GATE hints and tips
1. Using real-time corpus controller
Consider a situation where you have thousands of documents in your corpus. It might happen that application reaches half-way through after processing half of the documents successfully but then it fails due to some error in processing one of the documents. At this stage, if the application is terminated, you end up being in a situation where you would have to first find out the successfully processed documents and remove them manually from the corpus and then start the process for rest of the documents once again. This could be a tedious job if there are more than one faulty documents in your corpus.
Real-time corpus controllers can be useful in such a situation. In other words, if the process fails on one document, the real-time controllers skip that document and continue processing other documents. Similarly, one might want to specify a maximum time that is allowed for processing one document. The real-time corpus controllers take an init-time parameter called timeout which can be used for exactly this purpose. Thus, while using the real-time corpus controllers, a document is skipped not only when there is an exception processing the document but also when the application has taken longer than the specified time to process one document.
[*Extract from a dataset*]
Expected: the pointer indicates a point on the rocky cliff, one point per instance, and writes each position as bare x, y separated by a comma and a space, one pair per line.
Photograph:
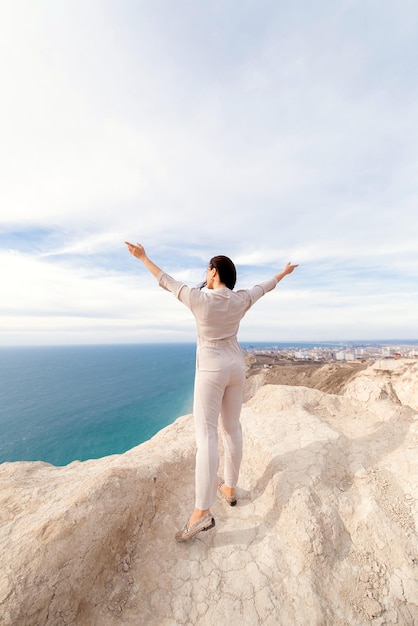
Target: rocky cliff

When using real-time corpus controller from GUI, information about the skipped documents is provided in the messages tab. However, if the real-time corpus controller is used in other scenarios (e.g. batch processing), one might want to add a PR such as a JAPE grammar at the end of the application to add a feature to the document or creating a special annotation marking successful processing of the document. Thus, if there was something wrong with the document and the document was skipped, such an annotation won't appear in the document.
Below, we provide an example JAPE grammar that can be used for such a purpose.
Phase: TheEnd Input: Lookup Token Options: control = once // important that it fires only once. Rule:TheEnd Priority:100 ( {Token} ):the_end --> :the_end.TheEnd = {rule = "the_end"}
All one needs to check after the execution of pipeline is whether the annotation of type TheEnd is present or not. If it is then everything went well if not the process timed out.